The LEAP-SLS can be expanded to become a pure FHIR-based service by supporting more advanced security labeling rules that are stored directly as FHIR resources. This enables more sophisticated and interoperable labeling rules that can support more complex policies and can be managed and shared using the FHIR API.
While the project was initially focused on supporting the generic use cases of exchange, research, treatment, and advance healthcare directives, more specific application areas have their own details and nuances that require further examination and fine-tuning of the LEAP consent architecture.

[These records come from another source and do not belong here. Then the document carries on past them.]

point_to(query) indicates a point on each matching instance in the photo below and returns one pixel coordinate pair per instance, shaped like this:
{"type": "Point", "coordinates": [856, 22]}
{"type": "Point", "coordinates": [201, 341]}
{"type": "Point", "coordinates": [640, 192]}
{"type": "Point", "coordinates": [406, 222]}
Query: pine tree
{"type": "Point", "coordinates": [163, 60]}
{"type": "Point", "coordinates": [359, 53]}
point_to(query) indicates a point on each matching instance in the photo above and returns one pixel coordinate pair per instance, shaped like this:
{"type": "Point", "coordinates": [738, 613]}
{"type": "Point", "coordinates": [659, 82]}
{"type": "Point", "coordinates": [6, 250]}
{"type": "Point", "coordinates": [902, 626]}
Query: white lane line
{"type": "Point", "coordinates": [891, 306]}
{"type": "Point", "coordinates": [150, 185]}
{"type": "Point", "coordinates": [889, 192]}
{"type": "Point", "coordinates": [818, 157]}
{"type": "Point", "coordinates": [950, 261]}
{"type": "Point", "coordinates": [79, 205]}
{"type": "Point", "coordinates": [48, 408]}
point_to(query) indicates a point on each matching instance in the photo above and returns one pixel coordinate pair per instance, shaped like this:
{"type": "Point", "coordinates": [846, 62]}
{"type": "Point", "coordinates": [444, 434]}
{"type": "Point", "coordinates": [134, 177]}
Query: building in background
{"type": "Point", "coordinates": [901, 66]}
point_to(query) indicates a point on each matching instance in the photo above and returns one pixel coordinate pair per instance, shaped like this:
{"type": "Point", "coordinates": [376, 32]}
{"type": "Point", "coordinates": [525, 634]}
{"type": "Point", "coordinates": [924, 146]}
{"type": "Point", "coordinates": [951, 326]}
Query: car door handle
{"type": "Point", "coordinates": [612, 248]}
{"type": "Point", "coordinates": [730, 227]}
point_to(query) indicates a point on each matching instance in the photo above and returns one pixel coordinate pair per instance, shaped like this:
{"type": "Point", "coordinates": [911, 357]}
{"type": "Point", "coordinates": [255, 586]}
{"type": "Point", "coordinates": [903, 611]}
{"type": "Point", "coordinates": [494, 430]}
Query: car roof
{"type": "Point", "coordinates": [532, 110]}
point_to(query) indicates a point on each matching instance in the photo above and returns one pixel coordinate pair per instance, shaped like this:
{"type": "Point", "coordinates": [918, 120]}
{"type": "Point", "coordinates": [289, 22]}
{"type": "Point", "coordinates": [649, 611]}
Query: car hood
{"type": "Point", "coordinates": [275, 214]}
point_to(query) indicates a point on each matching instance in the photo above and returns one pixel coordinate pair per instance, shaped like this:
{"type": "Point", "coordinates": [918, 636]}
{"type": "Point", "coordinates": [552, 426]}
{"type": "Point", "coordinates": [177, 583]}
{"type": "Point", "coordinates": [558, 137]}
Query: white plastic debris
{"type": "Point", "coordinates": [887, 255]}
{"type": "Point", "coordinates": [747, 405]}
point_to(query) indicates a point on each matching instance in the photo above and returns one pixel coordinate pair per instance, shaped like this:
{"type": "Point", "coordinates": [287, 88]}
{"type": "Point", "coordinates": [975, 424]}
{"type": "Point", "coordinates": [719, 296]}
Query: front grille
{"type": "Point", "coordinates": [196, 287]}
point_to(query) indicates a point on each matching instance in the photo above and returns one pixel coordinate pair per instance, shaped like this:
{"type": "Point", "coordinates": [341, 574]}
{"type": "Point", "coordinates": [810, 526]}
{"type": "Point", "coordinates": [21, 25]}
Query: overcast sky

Behavioral health (BH) and social-determinants of health (SDH) application areas are two major examples that emerged in the course of the project where there is already a pressing need for automated consent management and enforcement.
Focusing on specific application areas and examining the nuances and complexities of these use cases will improve the LEAP Consent architecture in covering the specifics of each application. It will also bring valuable feedback to further enhance the FHIR
Consent resource and its maturity.
The LEAP Consent project resulted in valuable findings and best practices including details of using the FHIR
Consent resource for implementing computable consents, using the FHIR
Provenance resources in consent management and enforcement use cases, and using the CDS Hooks API for requesting and communicating consent decisions.Some of these findings have been reported back to the HL7 Community-Based Care and Privacy (CBCP) Working Group as change requests to the core specifications of the FHIR
Although the documentation, code artifacts, and example FHIR resource capture the findings of the project, the more formal way to record and communicate these findings is by developing a formal FHIR Implementation Guide and balloting it through the HL7 process. This enables the results of the project (including the future findings resulting from the work on the future directions listed in this post) to be more widely and more formally communicated, and more thoroughly examined by the community.
The LEAP consent architecture was tested extensively with synthetic test data, so an important natural next step is to engage in pilots and conduct testing with production data in real use cases. This will enable identifying and implementing additional improvements to the architecture including more practical issues such as load testing and scaling, patient identity matching, integration with legacy systems, etc.